Thursday, August 25, 2016

Robotron: Top-down Network Management at Facebook Scale

Presenter: Yu-Wei Eric Sung
Co-Authors: Xiaozheng Tie, Starsky H.Y.Wong, Hongyi Zheng

Managing networks of the size of the Facebook network involves tasks like router/switch turnup, circuit migration, etc but this usually needs a lot of human interaction. However, this is challenging since it might involve low level configurations across distributed devices, these networks could involve multiple domains and sub-networks with different versions across them. As a result, incorrect management could cause a lot of issues for users and impact Facebook significantly too. This becomes particularly challenging as the network grows bigger.

Facebook's network is setup such that there are multiple POPs near the user which may/may not be able to satisfy an incoming request from the user. If the POP cannot satisfy the request, it is sent through a backbone to a Datacenter (DC) and the response is sent back. The tasks involved in management in this kind of network could include adding/migrating circuits or routers in the backbone and building clusters or upgrading capacity in the datacenter. It is also possible, especially in datacenters, that multiple generations of cluster architectures could co-exist. This makes these tasks particularly challenging as the network evolves.

Facebook implements this top-down network management essentially through an model of the network called Fbnet.  This process is extended to model the entire network. There are also READ and Write APIs to interact with the model where the write consists of atomic tasks. Storage consists of a single primary database and multiple secondary databases some of which are locally available.

Network design intent can be conveyed through the creation of distinct objects. For example, for the above 4-pop cluster, FbNet creates distinct objects for the network switch, the linecard, the physical interfaces, prefixes, circuit, etc. with relationship fields pointing to other objects.
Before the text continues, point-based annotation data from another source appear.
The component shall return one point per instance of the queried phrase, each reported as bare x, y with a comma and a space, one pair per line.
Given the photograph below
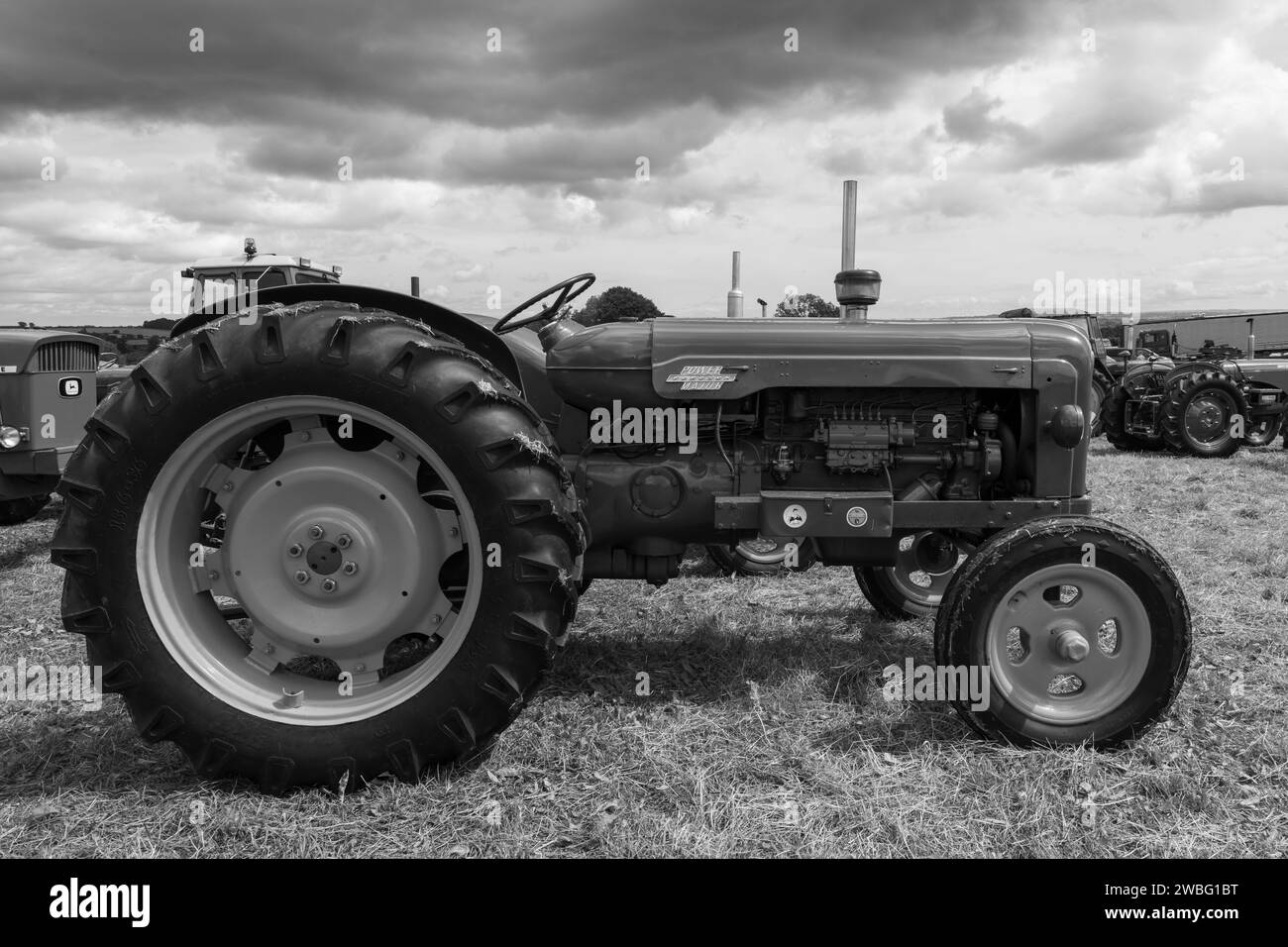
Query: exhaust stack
735, 292
855, 289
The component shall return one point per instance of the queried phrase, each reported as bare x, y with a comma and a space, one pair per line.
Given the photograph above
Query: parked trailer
1250, 334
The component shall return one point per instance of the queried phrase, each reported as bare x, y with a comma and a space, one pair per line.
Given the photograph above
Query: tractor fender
1186, 368
437, 317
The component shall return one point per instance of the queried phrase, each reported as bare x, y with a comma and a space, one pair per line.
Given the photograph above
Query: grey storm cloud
313, 80
971, 119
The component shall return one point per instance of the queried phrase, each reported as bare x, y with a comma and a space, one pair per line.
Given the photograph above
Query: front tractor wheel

Following this, Design intent can be translated into device configs starting from Templates for a cluster that are validated afterwards and then converted into fb net objects and then per-device config objects. All of these are vendor-agnostic. After this, these could be converted into vendor-specific configs and deployed.

By monitoring the usage of FbNet, the authors were able to observe that FbNet model changes a lot with time and still changes with new models and relationships as opposed to becoming stable with time. POP and DC change a lot with a single design change affecting almost 1000 devices on average. Backbone's also change but don't affect more than 10 devices on average. Similar results seen with Robotron when looking at the number of configuration lines that change as designs are changed.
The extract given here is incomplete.